Luna: Y llevo a José que está acá enfrente mío.

Luna: Que también le da a José, qué problema tiene.

Fernández: Dale, ahora te averiguo… “(4)

Buenos Aires, domingo 23 de septiembre de 2012


NOTAS:

(1) Se refieren al trabajo a reglamento implementado por el sindicato que agrupa a los maquinistas ferroviarios, La Fraternidad, con el objeto de oponerse al ingreso de los trabajadores tercerizados al ferrocarril. Para la mejor comprensión del lector hay que tener en cuenta que el Estado nacional se hace cargo del sueldo íntegro de los trabajadores que trabajan en las empresas tercerizadas en el ámbito de los ferrocarriles. Sin embargo, los trabajadores reciben un monto inferior al depositado por el Estado (un 70% o, inclusive, menos). La diferencia se la embolsan funcionarios, sindicalistas y empresarios. De ahí la oposición de los dirigentes sindicales devenidos empresarios a incorporar a los trabajadores a la planta permanente de la empresa principal, pues ya no quedaría diferencia para “repartir”.

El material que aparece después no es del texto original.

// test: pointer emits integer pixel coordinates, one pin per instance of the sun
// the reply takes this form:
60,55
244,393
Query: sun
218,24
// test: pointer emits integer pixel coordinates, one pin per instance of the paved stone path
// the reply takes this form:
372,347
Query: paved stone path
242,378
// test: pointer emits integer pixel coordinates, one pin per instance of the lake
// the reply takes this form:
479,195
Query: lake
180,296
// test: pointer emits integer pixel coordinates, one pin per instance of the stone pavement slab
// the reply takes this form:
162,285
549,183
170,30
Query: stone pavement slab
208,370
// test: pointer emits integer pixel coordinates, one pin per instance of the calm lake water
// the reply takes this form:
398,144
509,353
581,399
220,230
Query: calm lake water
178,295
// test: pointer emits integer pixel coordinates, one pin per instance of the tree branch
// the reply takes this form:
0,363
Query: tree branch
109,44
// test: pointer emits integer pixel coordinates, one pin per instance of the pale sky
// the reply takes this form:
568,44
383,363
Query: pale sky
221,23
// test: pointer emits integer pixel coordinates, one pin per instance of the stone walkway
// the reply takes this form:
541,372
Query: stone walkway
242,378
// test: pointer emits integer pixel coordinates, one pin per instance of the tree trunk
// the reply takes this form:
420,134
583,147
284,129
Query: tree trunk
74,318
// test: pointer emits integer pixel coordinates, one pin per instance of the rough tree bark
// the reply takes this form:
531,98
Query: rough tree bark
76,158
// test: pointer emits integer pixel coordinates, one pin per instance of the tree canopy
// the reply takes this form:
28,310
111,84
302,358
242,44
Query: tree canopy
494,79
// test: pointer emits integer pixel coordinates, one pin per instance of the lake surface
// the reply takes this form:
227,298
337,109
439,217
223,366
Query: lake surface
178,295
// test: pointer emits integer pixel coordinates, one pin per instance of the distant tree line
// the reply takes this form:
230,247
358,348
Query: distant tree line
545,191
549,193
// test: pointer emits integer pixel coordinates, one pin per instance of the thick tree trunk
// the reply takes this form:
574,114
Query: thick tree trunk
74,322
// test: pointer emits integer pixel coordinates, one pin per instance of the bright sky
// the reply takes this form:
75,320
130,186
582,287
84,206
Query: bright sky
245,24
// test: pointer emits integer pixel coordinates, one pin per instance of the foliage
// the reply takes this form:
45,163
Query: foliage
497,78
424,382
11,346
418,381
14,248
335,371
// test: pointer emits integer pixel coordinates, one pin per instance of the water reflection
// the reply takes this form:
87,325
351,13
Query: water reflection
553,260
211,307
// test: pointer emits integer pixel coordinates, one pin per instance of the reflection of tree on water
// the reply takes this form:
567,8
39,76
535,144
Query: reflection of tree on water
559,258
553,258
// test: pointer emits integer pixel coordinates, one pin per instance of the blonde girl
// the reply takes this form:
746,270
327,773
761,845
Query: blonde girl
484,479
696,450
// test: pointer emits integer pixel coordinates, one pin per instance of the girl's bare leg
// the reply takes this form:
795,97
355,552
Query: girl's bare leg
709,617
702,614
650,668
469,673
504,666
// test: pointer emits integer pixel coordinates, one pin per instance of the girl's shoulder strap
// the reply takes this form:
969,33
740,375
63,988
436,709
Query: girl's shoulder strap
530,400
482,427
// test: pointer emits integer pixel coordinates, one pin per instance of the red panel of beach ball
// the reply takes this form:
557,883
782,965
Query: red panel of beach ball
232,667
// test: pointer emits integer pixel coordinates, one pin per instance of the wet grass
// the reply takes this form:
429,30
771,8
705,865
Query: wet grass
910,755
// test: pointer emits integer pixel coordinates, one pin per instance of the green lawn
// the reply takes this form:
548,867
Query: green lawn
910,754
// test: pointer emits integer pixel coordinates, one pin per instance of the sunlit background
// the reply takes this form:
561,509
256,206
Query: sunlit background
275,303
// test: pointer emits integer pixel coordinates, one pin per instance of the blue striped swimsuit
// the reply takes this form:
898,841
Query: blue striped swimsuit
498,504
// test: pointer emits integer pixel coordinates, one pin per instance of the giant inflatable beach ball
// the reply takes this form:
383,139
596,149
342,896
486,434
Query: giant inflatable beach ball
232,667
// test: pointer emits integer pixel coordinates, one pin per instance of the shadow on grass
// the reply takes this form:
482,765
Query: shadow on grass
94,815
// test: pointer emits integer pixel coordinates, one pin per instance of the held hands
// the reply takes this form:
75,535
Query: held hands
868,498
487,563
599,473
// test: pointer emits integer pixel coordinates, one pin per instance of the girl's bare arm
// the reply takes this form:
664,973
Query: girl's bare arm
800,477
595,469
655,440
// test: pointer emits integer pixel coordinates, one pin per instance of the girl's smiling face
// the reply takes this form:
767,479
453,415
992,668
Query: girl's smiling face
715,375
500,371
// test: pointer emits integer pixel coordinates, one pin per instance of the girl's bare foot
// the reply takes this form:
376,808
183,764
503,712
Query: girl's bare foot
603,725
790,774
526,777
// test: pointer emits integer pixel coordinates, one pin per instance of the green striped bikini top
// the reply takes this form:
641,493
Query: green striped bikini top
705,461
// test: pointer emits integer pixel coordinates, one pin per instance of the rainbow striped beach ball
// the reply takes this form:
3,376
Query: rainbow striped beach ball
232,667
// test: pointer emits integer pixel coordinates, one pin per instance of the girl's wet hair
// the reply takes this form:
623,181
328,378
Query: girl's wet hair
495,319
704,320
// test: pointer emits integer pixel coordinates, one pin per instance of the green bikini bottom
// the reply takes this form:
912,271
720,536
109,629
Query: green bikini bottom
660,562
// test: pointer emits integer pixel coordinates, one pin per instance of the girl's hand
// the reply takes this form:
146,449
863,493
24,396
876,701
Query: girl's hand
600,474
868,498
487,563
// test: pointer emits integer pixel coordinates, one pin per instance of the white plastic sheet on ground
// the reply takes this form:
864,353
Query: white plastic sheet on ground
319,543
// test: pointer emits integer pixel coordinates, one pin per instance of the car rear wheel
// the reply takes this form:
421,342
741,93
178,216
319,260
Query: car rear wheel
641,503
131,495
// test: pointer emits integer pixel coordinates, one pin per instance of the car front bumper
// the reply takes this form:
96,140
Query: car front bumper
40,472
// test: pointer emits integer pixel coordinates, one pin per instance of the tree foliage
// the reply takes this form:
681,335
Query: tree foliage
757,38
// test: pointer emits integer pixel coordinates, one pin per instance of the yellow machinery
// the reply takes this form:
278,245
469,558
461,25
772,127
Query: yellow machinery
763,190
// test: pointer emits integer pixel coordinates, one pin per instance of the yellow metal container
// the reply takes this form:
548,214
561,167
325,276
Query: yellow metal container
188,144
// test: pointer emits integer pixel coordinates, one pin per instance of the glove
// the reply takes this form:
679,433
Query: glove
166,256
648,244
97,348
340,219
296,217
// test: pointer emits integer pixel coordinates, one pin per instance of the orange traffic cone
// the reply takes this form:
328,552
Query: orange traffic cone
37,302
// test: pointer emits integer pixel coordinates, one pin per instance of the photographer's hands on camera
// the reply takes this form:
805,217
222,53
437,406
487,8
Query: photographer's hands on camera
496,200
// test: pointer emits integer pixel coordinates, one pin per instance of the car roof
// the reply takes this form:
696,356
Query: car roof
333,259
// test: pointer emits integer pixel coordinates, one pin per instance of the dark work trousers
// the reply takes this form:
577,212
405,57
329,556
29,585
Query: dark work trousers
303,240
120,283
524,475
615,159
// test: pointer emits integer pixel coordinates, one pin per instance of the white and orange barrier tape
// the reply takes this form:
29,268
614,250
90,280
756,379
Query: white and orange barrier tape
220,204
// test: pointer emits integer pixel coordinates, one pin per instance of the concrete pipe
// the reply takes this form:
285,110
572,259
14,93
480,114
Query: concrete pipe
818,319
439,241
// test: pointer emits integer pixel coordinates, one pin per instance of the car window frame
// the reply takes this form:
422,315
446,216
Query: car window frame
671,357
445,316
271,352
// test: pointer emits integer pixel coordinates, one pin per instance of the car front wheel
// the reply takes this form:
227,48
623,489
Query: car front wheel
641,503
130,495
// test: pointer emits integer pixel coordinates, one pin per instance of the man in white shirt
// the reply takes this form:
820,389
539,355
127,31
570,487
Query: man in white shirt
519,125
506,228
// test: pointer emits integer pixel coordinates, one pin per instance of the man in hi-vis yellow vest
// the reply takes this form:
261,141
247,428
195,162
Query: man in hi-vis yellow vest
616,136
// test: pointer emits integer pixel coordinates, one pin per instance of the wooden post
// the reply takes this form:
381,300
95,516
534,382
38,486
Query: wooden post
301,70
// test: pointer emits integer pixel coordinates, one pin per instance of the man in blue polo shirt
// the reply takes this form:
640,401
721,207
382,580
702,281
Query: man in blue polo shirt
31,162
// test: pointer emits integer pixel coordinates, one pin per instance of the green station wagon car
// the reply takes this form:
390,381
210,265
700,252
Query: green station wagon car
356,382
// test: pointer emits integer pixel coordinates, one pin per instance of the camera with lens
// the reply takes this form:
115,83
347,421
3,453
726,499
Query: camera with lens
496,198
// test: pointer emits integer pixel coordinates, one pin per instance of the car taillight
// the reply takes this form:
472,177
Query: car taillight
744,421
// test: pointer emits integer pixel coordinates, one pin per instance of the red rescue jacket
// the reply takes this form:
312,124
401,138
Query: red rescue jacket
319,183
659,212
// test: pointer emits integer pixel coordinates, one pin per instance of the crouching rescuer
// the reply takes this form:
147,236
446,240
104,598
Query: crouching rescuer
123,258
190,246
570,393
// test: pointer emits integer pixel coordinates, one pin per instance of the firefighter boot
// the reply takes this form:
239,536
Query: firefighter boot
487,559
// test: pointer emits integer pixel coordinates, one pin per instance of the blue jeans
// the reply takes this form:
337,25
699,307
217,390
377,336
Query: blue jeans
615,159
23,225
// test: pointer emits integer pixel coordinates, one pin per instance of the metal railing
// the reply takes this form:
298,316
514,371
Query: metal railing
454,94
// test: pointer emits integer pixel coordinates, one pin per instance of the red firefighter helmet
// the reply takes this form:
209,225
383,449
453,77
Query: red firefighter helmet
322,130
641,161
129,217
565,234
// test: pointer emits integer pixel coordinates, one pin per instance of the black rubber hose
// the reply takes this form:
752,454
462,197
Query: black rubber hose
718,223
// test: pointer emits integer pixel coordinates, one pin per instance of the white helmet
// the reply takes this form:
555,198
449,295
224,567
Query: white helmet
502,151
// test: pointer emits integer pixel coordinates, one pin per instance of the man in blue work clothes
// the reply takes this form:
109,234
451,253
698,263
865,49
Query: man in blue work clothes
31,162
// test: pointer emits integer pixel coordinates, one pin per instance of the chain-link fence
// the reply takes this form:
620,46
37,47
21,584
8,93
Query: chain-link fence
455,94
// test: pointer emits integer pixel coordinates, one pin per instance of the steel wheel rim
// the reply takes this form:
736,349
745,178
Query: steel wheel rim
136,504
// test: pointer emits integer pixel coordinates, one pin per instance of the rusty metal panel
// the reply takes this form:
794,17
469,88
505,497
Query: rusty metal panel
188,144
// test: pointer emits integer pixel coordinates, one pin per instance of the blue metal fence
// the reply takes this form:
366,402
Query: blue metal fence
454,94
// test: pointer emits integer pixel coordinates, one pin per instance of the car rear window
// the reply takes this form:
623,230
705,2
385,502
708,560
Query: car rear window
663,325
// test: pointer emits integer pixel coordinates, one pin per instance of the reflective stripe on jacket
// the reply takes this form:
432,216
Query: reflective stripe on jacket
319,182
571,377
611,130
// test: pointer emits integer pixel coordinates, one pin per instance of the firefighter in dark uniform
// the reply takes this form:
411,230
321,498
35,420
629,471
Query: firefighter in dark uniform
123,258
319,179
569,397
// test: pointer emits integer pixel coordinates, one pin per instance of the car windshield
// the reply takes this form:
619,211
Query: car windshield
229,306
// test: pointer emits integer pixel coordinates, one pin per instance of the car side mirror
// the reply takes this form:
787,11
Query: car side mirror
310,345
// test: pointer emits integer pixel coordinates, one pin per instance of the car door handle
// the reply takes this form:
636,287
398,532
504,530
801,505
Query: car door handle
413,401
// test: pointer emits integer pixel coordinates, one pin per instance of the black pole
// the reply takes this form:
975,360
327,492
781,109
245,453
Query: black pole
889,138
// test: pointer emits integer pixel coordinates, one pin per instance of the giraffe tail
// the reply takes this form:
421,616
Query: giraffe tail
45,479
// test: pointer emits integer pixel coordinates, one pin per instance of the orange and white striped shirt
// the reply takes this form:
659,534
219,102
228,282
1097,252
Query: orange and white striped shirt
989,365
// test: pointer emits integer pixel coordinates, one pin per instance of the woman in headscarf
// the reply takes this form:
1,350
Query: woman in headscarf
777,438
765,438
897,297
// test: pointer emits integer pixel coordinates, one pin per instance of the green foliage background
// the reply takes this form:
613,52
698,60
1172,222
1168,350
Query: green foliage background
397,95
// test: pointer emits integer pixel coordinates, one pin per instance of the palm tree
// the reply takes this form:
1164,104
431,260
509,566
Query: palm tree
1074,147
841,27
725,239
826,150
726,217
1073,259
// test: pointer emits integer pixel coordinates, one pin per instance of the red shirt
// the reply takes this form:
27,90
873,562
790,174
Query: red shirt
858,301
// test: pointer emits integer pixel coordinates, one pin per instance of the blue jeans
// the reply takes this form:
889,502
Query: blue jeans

(2) El Negro es Omar Maturana, Secretario General de La Fraternidad.

(3) El autor dice que decidió utilizar solamente las iniciales de esta persona de sexo femenino para resguardar su privacidad.

(4) Rojas comenta el diálogo transcripto: “En el ámbito del ferrocarril es vox populi que una de las formas de acceder a trabajos se da a través de la realización de favores sexuales. Este cronista [Rojas] conversó con muchos ferroviarios que confirmaron este modo de obrar de los responsables de los ingresos a planta o a las tercerizadas: aseguran se incrementó a medida que se agravó la decadencia de la dirección sindical ferroviaria. Este diálogo muestra que las más altas esferas del ámbito, que incluye a funcionarios del gobierno, también formaban parte de esta operatoria.” (p. 204).